OK, now for some answers to the serious stuff. First to Webermiester
Quote: Wishing to make a contribution to ZB's thread, I'm thinking, somewhat like Schnarch, if only we could be this revealing to our partners in our own relationships? It seems to me that it is easy and soothing to reach out to our global support community, when really what would make us truly happy is to have that break through conversation with our spouses after reaching "criticle mass".
Very astute. I do wish I felt comfortable enough to talk to W like I talk to my friends here. I’ve been thinking about that ever since I read your post this morning. It’s pretty easy to delude one’s self, but I don’t think I would have any problem revealing anything to W. It’s kind of hard to put into words, but what I mean is that I have no problem revealing anything about myself to her. The problem is that I don’t want to hurt W or further contribute to her known problems. It would be easy for me to talk about my feelings about our SL if I wasn’t so keenly aware that she already feels sexually inadequate.

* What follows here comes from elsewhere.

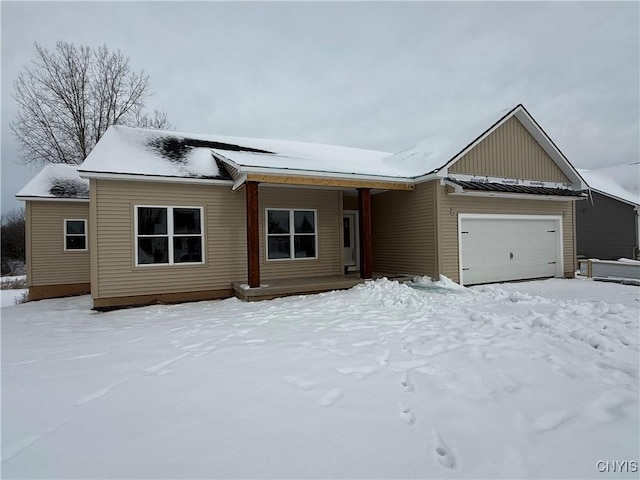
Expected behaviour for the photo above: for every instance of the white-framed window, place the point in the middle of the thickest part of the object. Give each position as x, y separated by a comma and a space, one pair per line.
291, 233
168, 235
75, 234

It’s another take on the old “does this make me look fat” problem. If your W is fat, knows she’s fat, has weight-related self-esteem issues, and still puts on a dress and asks you if it makes her look fat, what do you say? The real answer is something like, “Honey, it’s obvious that you’re fat regardless of what you wear”, but you would NEVER say something like that. Similarly, W knows that she has problems with sex. She knows that in nearly thirty years of M, only the past year has even come within telescope range of being normal and satisfying. She doesn’t need me to point it out to her; she tells me that she’s no good at sex, that she’s not a good wife, and that had she known she would have such problems with sex she would never have married.
Now it’s starting to sound like I’m arguing with you when I mean to do the exact opposite. I agree with you wholeheartedly. I wish I could talk as freely about sex with W as I can here.